31-percent of all Pistons’ field goals were assisted by Griffin while he was on the court which put him in the 100th-percentile of all playmaking bigs. His passi....

Hold on, what am I even arguing? I have to hard sell a 6-foot-10 forward with bullish strength and devilish good looks who can create his own shot, find the open man and started to dabble in volume three-point shooting? Nah, I’m done with that. If you can’t see what he provides then I don’t know what to tell you.

While young, bouncy and springy Blake Griffin is a fun watch, the New Blake Griffin can manipulate defenses that prime Griffin can only dream about.

Not a good fit

This is the best and most often used gripe about Griffin. By ‘best’ I mean dumbest.

When Griffin was traded to Detroit in late-January, the Pistons world lost their collective mind. The enormous contract was one thing but, my God, the fit! How can Griffin and Andre Drummond co-exist?! Will someone please think about the children!

The next time I see the word “fit” while scrolling Twitter in regards to the Griffin-Dre duo, I’m going to throw my phone at someone. As a favor, please don’t trigger me.
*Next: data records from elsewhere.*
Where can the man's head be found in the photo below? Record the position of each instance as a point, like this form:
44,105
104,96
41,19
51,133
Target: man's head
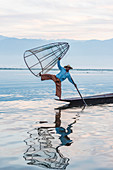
68,67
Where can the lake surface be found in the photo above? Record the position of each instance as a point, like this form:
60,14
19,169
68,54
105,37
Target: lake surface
36,136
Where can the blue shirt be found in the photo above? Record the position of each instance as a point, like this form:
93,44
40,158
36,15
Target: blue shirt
63,73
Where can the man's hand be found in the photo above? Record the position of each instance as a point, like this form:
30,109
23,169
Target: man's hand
75,85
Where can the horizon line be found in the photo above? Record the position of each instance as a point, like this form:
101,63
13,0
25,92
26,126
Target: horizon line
57,38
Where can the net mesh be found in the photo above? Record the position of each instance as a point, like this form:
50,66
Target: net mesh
42,59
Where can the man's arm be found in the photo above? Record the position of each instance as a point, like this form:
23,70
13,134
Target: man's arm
70,79
58,63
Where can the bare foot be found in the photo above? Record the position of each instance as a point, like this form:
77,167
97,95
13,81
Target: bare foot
39,74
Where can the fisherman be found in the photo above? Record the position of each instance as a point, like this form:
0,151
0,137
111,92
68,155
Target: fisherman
61,76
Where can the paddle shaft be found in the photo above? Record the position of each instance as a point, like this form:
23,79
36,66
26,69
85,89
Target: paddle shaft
79,92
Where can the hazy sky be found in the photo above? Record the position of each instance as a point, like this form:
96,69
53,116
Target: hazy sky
57,19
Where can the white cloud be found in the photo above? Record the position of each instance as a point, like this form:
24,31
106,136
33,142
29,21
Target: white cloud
52,19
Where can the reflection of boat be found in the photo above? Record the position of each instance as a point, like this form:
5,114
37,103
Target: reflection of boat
90,100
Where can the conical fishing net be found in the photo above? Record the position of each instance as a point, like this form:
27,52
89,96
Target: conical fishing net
42,59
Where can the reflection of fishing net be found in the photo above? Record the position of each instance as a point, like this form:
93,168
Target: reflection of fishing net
41,151
44,57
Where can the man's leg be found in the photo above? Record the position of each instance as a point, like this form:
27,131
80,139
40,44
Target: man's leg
48,77
58,89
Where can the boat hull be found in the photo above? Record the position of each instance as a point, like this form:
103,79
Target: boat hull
90,100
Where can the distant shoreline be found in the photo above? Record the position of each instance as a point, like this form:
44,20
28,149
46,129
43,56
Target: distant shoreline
57,69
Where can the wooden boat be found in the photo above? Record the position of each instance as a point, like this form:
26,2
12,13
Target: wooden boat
90,100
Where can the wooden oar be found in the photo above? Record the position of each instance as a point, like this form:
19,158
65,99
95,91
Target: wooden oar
79,93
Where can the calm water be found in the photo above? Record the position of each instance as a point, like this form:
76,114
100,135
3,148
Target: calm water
36,136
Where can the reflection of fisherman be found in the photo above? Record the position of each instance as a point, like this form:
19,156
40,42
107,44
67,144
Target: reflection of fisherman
61,76
65,140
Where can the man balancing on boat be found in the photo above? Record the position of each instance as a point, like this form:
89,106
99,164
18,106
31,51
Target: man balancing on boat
61,76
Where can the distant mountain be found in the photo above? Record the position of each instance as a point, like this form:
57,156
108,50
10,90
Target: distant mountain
82,54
I cannot afford another phone-throwing related lawsuit or, for that matter, another new phone.

“Fit” is just so...what’s the word I’m looking for...oh yeah, lazy. “Fit” is just so lazy.

Fit assumes there is one singular style to play the game of basketball and if your pieces don’t fit snugly into that one style then you won’t be able to participate. Sorry, that’s not how hoops works.
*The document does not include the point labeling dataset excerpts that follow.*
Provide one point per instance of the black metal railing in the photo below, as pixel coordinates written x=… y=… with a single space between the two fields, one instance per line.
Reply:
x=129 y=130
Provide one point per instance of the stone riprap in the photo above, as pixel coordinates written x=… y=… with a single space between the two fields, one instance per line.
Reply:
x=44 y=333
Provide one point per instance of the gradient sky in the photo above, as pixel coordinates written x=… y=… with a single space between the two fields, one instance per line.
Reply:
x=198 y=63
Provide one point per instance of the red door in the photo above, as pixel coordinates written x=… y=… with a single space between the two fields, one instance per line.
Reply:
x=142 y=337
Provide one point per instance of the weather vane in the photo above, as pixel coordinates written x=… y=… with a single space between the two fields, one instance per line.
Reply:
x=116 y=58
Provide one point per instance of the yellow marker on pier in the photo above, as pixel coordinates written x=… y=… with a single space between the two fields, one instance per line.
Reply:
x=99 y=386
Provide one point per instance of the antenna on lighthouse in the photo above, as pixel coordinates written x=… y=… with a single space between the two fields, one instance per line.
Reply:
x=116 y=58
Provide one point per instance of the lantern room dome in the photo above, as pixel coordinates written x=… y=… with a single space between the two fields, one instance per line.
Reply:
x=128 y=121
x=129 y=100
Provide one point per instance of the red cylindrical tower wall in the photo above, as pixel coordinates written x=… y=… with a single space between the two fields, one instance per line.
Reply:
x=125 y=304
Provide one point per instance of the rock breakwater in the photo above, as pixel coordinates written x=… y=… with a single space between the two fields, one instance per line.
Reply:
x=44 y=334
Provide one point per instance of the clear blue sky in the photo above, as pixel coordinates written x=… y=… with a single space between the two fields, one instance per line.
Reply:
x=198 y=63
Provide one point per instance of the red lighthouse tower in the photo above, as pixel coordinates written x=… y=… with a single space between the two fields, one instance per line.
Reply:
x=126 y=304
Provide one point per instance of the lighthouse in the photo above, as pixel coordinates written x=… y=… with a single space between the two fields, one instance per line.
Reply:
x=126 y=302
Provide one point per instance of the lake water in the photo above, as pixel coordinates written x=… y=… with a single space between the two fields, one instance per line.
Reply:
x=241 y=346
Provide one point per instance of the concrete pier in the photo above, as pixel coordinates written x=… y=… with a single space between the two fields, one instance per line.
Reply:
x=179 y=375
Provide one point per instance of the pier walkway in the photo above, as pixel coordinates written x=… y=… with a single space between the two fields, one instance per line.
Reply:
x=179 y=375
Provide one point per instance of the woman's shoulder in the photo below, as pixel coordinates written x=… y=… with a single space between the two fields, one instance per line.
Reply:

Believe it or not, big people are bigger than small people. It’s an undeniable fact about life and an undeniable advantage in the game both Blake Griffin and Andre Drummond partake in. Big certainly isn’t the end-all and be-all of basketball as the overall skill level of any one player is as important as ever. We got that covered too.
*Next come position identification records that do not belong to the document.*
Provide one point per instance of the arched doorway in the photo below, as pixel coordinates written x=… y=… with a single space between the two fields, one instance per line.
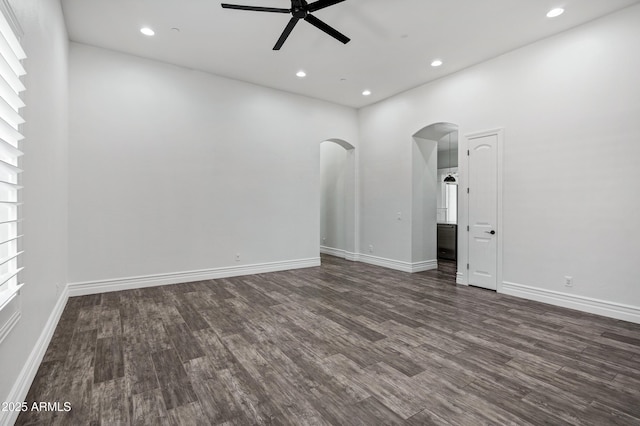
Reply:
x=338 y=199
x=434 y=197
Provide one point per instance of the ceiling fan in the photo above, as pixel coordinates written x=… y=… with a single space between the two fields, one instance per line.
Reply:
x=300 y=9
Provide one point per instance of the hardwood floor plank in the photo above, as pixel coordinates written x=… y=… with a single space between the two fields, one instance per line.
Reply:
x=172 y=378
x=109 y=363
x=149 y=409
x=184 y=341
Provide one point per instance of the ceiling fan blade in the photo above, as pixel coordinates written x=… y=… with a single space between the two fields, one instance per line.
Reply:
x=321 y=4
x=287 y=30
x=255 y=8
x=327 y=29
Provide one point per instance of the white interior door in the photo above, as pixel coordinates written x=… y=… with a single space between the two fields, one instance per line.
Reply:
x=483 y=211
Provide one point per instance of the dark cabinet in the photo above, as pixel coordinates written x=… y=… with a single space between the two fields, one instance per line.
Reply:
x=447 y=241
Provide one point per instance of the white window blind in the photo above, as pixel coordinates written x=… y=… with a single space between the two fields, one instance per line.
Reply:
x=11 y=87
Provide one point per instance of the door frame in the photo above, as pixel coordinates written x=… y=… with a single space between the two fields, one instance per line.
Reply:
x=468 y=137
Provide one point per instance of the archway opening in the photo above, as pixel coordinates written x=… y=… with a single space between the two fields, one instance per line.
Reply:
x=337 y=199
x=435 y=198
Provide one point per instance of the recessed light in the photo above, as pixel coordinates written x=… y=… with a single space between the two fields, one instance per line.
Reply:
x=555 y=12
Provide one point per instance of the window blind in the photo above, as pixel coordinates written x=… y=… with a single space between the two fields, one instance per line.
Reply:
x=11 y=87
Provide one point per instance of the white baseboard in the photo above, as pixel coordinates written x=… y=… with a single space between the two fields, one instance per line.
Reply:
x=343 y=254
x=28 y=373
x=425 y=265
x=129 y=283
x=572 y=301
x=398 y=265
x=333 y=252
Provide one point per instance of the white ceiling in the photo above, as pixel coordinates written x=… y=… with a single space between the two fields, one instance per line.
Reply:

In speaking of our favorite duo, there are only a handful of big dudes on the planet that can match the skill level of Griffin and Drummond. How many rim-runners provide better vertical spacing than Drummond? How many (true) power forwards can put the ball on the floor like Griffin? Name a better passing front-court, I’ll wait. If I didn’t know any better, I’d say the Pistons could run the starting offense through Jackson, Griffin or Dre. How many Eastern Conference teams not named the Celtics, Raptors or 76ers enjoy the same three player option luxury?

Both bigs own highly usable skill sets but they must be harnessed and pointed in the right direction. Andre Drummond is not rigid Roy Hibbert, unleash him and let him be an athlete. Build on their strengths. Like my main man Kevin McHale says about today’s game: big beats small; skilled small beats stiff big; skilled big beats skilled small.

Detroit has two unique bigs and that’s a good thing no matter what 99 percent of national podcasts, Doom Squad and Twitter would have you believe. It’s not like we’re trying to navigate today’s NBA with the player versions of Blockbuster Video and Windows 95, the combination of Griffin and Drummond can absolutely win games in 2018. Other teams don’t use two bigs - who cares?

New coach Dwane Casey must put on his thinking cap in order to amplify the talent of his capable front-court and the couple shooters who will flank them. It won’t be easy but nothing worthwhile is. Under no circumstances should the Pistons start planning their championship parade down Woodward but, relatively speaking, they will compete.

The goal of Casey should be transforming Andre Drummond into the best Andre Drummond he can possibly be while also maximizing every fiber of basketball ingenuity, both tapped and untapped, out of Blake Griffin. Do that and the “fit” concern is in the rear view.

Welcome to the Blake Train, my friends. Next stop: meaningful Detroit basketball in the month of May.